Objectives: To determine whether a systematic review of the literature could identify changes in the mortality of septic shock over time.
Data sources: A review of all relevant papers from 1958 to August 1997, identified through a MEDLINE search and from the bibliographies of articles identified.
Data synthesis: The search identified 131 studies (99 prospective and 32 retrospective) involving a total of 10,694 patients. The patients' mean age was 57 yrs with no change over time. The overall mortality rate in the 131 studies was 49.7%. There was an overall significant trend of decreased mortality over the period studied (r=.49, p < .05). The mortality rate in those patients with bacteremia as an entry criterion was greater than that rate in patients whose entry criterion was sepsis without definite bacteremia (52.1% vs. 49.1%; chi2=6.1 and p< .05). The site of infection altered noticeably over the years. Chest-related infections increased over time, with Gram-negative infections becoming proportionately less common. If all other organisms and mixed infections are included with the Gram-positives, the result is more dramatic, with these organisms being causative in just 10% of infections between 1958 and 1979 but in 31% of infections between 1980 and 1997.

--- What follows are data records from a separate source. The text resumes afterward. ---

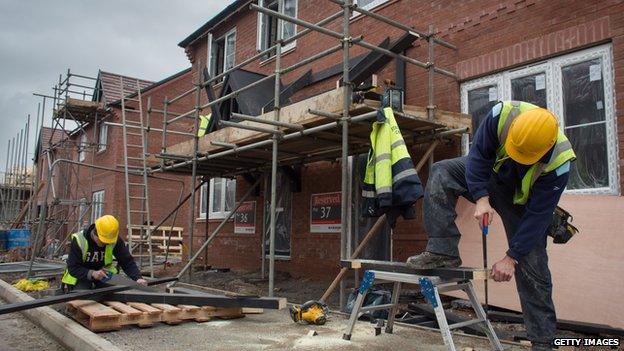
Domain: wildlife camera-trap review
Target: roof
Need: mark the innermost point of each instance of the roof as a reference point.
(48, 135)
(108, 86)
(230, 9)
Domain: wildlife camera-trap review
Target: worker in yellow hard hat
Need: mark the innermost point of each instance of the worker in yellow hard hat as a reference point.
(92, 253)
(518, 165)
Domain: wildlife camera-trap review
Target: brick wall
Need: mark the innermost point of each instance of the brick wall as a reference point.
(491, 36)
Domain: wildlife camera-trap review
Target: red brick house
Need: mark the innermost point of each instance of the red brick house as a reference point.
(563, 55)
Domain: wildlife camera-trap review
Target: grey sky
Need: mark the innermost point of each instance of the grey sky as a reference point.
(41, 39)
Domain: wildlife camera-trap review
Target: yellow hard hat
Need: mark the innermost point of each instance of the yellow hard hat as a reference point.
(531, 135)
(107, 228)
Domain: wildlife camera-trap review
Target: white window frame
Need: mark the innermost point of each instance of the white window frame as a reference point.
(97, 204)
(214, 214)
(82, 154)
(554, 100)
(259, 34)
(102, 137)
(225, 52)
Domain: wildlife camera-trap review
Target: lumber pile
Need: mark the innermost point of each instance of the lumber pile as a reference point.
(113, 315)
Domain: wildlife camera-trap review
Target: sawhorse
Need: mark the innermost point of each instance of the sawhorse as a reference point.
(431, 287)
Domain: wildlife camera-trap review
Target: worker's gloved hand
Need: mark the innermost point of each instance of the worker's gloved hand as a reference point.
(98, 275)
(483, 207)
(503, 270)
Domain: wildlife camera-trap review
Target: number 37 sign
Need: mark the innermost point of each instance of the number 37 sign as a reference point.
(325, 213)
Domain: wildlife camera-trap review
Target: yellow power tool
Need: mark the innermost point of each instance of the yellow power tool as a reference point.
(311, 312)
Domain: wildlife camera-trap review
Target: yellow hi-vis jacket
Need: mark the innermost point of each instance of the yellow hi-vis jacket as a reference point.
(561, 154)
(390, 179)
(83, 244)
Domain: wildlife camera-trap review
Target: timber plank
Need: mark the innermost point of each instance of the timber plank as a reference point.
(131, 315)
(93, 315)
(401, 267)
(170, 315)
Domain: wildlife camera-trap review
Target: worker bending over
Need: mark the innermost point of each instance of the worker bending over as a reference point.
(91, 256)
(518, 164)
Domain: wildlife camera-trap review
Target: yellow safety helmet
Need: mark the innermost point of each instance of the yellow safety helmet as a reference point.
(531, 135)
(107, 228)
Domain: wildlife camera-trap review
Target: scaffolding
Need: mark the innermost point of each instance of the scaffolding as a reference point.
(298, 143)
(274, 138)
(68, 188)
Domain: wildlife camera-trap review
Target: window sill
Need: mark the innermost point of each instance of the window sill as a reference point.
(284, 52)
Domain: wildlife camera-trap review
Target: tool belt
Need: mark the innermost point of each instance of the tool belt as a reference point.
(560, 229)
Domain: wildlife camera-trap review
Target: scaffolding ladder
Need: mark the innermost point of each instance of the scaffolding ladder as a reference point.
(136, 189)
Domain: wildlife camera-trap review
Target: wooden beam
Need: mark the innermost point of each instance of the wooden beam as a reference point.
(198, 300)
(401, 267)
(95, 294)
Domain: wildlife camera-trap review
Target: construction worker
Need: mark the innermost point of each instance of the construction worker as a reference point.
(519, 166)
(91, 256)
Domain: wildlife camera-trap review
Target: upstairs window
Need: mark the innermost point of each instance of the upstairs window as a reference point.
(82, 147)
(221, 53)
(103, 139)
(97, 205)
(267, 25)
(222, 198)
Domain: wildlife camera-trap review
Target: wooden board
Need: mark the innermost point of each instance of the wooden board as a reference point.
(298, 113)
(401, 267)
(586, 272)
(113, 315)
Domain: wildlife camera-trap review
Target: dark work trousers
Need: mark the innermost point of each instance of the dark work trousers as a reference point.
(447, 182)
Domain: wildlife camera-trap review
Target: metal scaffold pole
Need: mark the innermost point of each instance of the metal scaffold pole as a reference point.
(346, 102)
(276, 117)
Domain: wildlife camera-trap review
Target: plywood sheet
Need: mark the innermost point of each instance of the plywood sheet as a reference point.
(588, 272)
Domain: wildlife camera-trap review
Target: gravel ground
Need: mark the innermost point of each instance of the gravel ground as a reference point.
(18, 333)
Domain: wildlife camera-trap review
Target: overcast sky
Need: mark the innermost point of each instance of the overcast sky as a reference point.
(40, 39)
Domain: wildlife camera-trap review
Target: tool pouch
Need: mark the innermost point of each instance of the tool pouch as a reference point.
(560, 229)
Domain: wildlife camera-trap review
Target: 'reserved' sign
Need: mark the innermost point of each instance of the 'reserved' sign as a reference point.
(325, 213)
(245, 218)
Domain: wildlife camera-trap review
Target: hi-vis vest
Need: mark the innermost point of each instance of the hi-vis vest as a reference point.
(390, 178)
(83, 244)
(562, 151)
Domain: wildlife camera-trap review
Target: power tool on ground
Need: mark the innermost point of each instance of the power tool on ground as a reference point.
(311, 312)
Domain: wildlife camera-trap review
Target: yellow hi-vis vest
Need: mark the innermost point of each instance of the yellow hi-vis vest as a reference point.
(562, 151)
(204, 122)
(83, 244)
(390, 177)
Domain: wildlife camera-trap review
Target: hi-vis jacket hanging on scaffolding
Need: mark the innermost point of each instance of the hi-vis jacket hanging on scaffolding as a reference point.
(391, 184)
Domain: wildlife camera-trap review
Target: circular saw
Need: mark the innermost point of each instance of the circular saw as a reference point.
(311, 312)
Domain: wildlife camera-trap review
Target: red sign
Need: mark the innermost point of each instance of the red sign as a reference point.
(245, 218)
(325, 212)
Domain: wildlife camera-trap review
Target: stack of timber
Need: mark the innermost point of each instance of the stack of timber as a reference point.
(113, 315)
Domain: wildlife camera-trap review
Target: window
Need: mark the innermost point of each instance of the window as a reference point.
(221, 53)
(578, 88)
(97, 205)
(267, 25)
(103, 139)
(368, 4)
(82, 147)
(222, 198)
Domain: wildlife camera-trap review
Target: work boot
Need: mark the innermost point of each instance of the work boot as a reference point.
(430, 260)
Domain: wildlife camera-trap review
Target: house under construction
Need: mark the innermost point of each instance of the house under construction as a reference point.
(252, 159)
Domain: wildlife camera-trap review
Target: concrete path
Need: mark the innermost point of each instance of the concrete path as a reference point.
(274, 330)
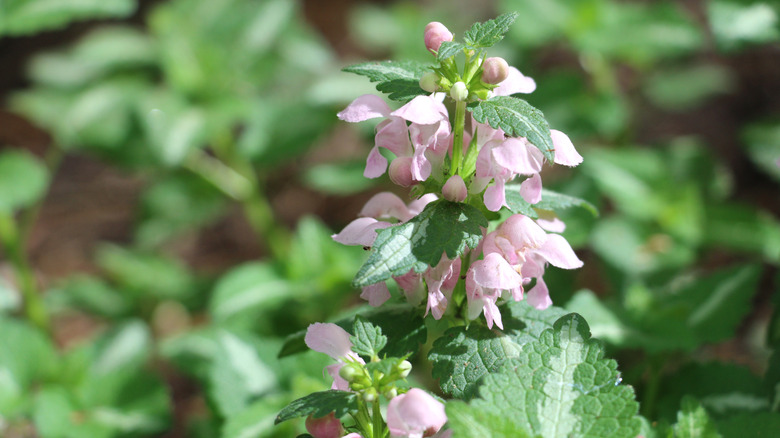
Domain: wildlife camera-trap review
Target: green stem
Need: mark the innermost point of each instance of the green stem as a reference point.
(13, 246)
(457, 139)
(379, 424)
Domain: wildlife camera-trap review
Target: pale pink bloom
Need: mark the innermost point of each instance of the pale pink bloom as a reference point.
(494, 70)
(531, 189)
(528, 248)
(485, 281)
(334, 341)
(325, 427)
(515, 83)
(441, 280)
(500, 161)
(415, 414)
(565, 153)
(435, 34)
(454, 189)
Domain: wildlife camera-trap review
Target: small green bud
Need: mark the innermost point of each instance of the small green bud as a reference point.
(349, 372)
(459, 92)
(369, 395)
(391, 393)
(404, 368)
(430, 82)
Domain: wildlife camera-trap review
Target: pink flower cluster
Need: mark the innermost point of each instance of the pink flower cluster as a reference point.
(420, 136)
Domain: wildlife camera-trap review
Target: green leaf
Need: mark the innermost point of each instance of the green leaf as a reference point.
(23, 180)
(758, 425)
(693, 421)
(561, 386)
(319, 404)
(517, 118)
(448, 49)
(550, 201)
(443, 227)
(472, 422)
(405, 330)
(367, 339)
(399, 79)
(30, 16)
(490, 32)
(238, 375)
(461, 356)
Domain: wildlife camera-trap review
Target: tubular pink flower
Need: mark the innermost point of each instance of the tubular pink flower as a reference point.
(435, 34)
(325, 427)
(565, 153)
(415, 414)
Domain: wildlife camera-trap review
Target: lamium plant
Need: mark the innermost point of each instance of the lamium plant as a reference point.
(474, 239)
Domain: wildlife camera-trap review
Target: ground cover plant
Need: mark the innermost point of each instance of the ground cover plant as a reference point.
(633, 294)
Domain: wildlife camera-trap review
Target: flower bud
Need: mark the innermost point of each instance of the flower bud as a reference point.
(435, 34)
(494, 70)
(349, 372)
(369, 395)
(326, 427)
(430, 82)
(391, 393)
(454, 189)
(400, 171)
(404, 368)
(459, 92)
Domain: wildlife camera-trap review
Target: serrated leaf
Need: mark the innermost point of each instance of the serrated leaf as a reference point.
(367, 339)
(550, 201)
(448, 49)
(517, 118)
(561, 386)
(470, 422)
(443, 227)
(693, 421)
(461, 356)
(319, 404)
(23, 180)
(405, 330)
(490, 32)
(399, 79)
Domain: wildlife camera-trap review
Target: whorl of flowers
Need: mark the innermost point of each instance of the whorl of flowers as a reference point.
(452, 156)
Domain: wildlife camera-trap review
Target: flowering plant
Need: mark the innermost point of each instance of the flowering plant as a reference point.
(474, 240)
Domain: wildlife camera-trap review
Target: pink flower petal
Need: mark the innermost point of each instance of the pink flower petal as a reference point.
(557, 251)
(376, 294)
(516, 82)
(328, 338)
(539, 296)
(365, 107)
(424, 110)
(531, 189)
(415, 414)
(376, 164)
(565, 153)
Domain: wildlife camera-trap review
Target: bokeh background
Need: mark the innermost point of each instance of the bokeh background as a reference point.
(171, 171)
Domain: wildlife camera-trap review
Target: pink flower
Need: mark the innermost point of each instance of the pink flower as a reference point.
(415, 414)
(485, 281)
(429, 129)
(325, 427)
(334, 341)
(528, 248)
(435, 34)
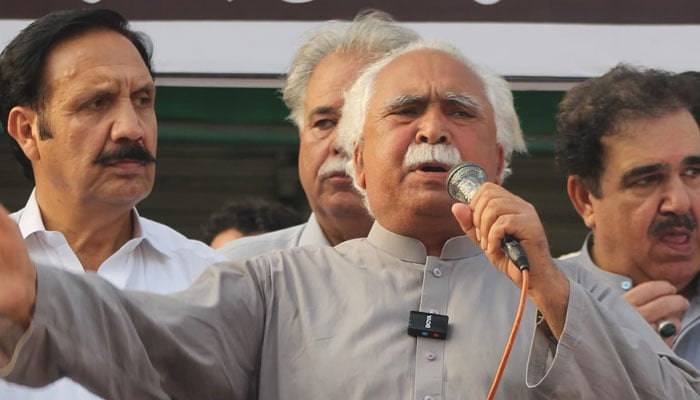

Conclusions: The present review showed a slight reduction in mortality from septic shock over the years, although this result should be approached with caution. The heterogeneity of the articles and absence of a severity score for most of the studies limited our analysis. Furthermore, there was an increasing prevalence of Gram-positive causative organisms, and a change of the predominant origin of sepsis from the abdomen to the chest.